Il n’y a pas à dire, la nouvelle génération de Marocains est source de grande fierté. Très éloignés du stéréotype –mérité ?- du somnolent Marocain en babouches dont le seul rêve, l’objectif ultime (hors l’enrichissement), est d’aller à la Mecque et de se croire méritant de ce simple fait le port du chapelet et le fatras social qui va avec (ingénu, va !) ; très éloignés de l’image de cet insipide vieux Marocain adepte de l’import de tout et n’importe quoi et indécrottable adepte du copier-coller de tout ce qui vient du monde développé, tout en s’enorgueillissant sans scrupules de son plagiat car à la saveur couscous aux sept légumes ; très éloignés aussi et surtout de cette race de rentiers qui n’imaginent la richesse que rapide, assurée et sans grand effort ; de ces anciens « nous », ou plutôt de ces «eux » (et nous ne généralisons pas… Mais l’image est ce qu’elle est), ces homo sapiens sans rien de sage que nous connaissons si bien, les jeunes Marocains d’aujourd’hui, pour leur part, n’ont ni plomb dans l’aile ni philosophie du moindre effort dans la cervelle. Ils sont loin de ça ! Et ils rêvent grand, très grand, tout en se donnant, et c’est ce qui est merveilleux, les moyens de leurs ambitions. Et quelles ambitions ! Deux projets, à différents stades d’avancement, sont portés par de jeunes entrepreneurs du cru très qualifiés, eux-mêmes porteurs de visions. Zakaria Fahim, associé fondateur de Korair, une start-up spécialisée dans les drones, parle avant tout de sécurité nationale : « L’idée de développer un drone 100% marocain est née de notre conviction que posséder la totalité de la technologie nous donne la liberté et la flexibilité d’ajouter ou de modifier tout ce que nous voulons, à notre guise. Une autre préoccupation majeure concerne la sécurité des données. En utilisant du matériel ou des logiciels externes, nous courons le risque que le constructeur ait accès à nos données.

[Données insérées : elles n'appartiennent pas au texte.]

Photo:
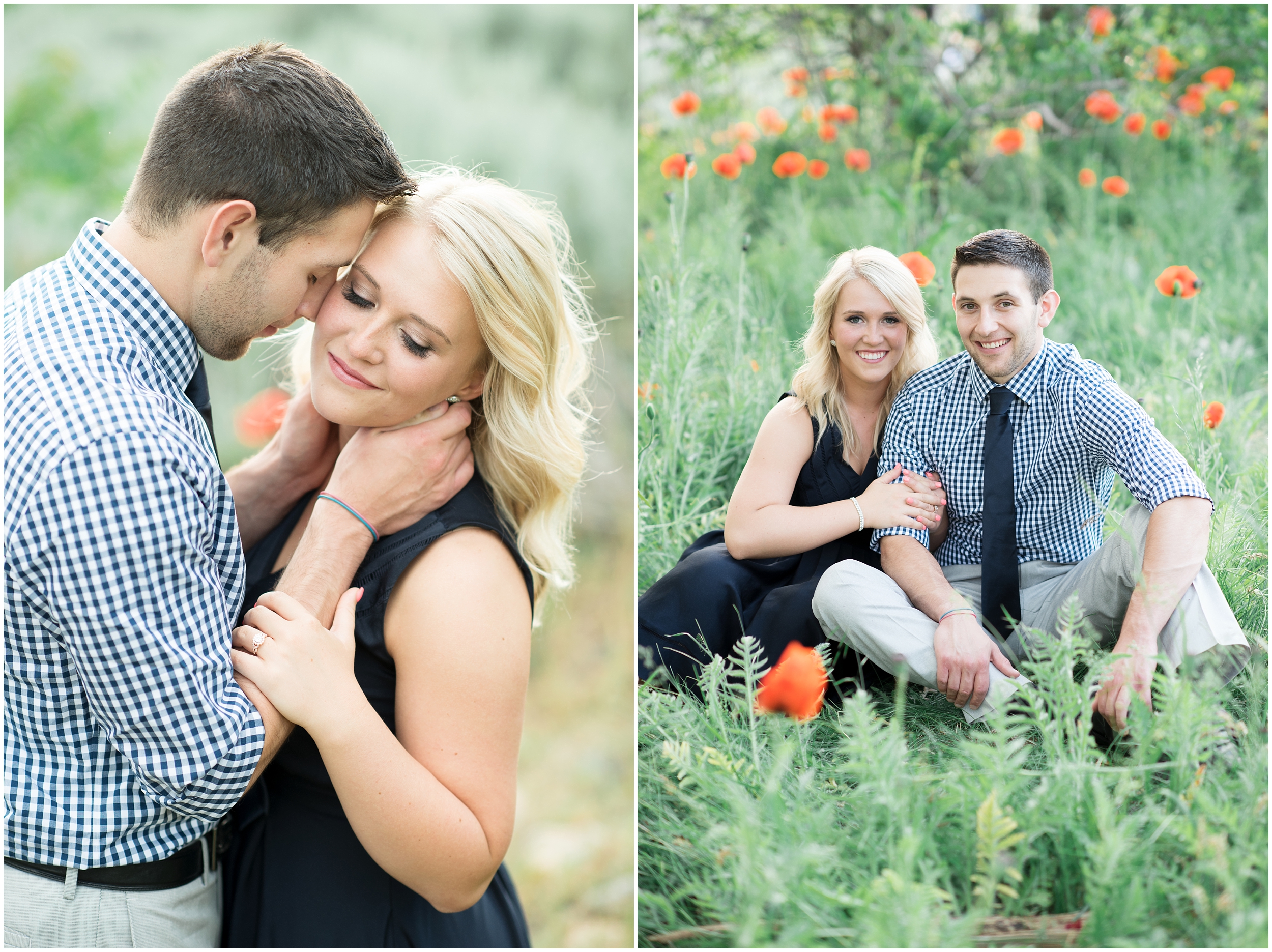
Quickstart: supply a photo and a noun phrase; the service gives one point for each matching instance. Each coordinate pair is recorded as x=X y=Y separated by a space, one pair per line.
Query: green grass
x=860 y=828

Deux projets, à différents stades d’avancement, sont portés par de jeunes entrepreneurs du cru très qualifiés, eux-mêmes porteurs de visions.
Ceci est particulièrement problématique en matière de collecte d’informations, car cela pourrait compromettre la sécurité nationale et la confidentialité des informations». Soulignons à ce propos que depuis juin de cette année le Maroc envisage très prochainement d’accueillir sur son sol non pas une, mais deux usines de drones du fabricant israélien Elbitsystems et que depuis déjà fin 2022, cette idée de se lancer dans la fabrication d’aéronefs d’observation, de surveillance et d’armement faisait son petit bonhomme de chemin. Par contre, selon Zakaria Fahim : « Nous croyons fermement qu’aucune technologie externe achetée ne pourrait servir notre pays et notre économie aussi efficacement que nous le pourrions. Cette initiative n’est pas seulement technologique, c’est également une question d’identité. En tant que Marocains, nous voulons prouver que nous sommes capables de réaliser de grandes avancées dans le domaine de la technologie aérospatiale, que ce soit en termes de logiciel ou de matériel. C’est un combat d’identité, de sécurité des données et de fierté nationale ». Les drones de Korair sont actuellement orientés vers des missions strictement civiles, notamment « dans l’agriculture, l’urbanisme, la surveillance, l’inspection minière et bien d’autres secteurs », mais Zakaria Fahim n’écarte pas la possibilité de l’usage militaire, par pur patriotisme : « La production ou l’achat de drones militaires sont réalisés conformément aux instructions de Sa Majesté. Cependant, si jamais on nous demandait de servir notre pays à un quelconque niveau, nous répondrions avec joie à cet appel, car notre devoir et notre loyauté envers Sa Majesté et notre cher pays sont inébranlables ». La fabrication de drones militaires 100 % marocains est-elle donc, à ce jour, un rêve encore lointain ? Mais absolument pas! Les Marocains s’y mettent déjà.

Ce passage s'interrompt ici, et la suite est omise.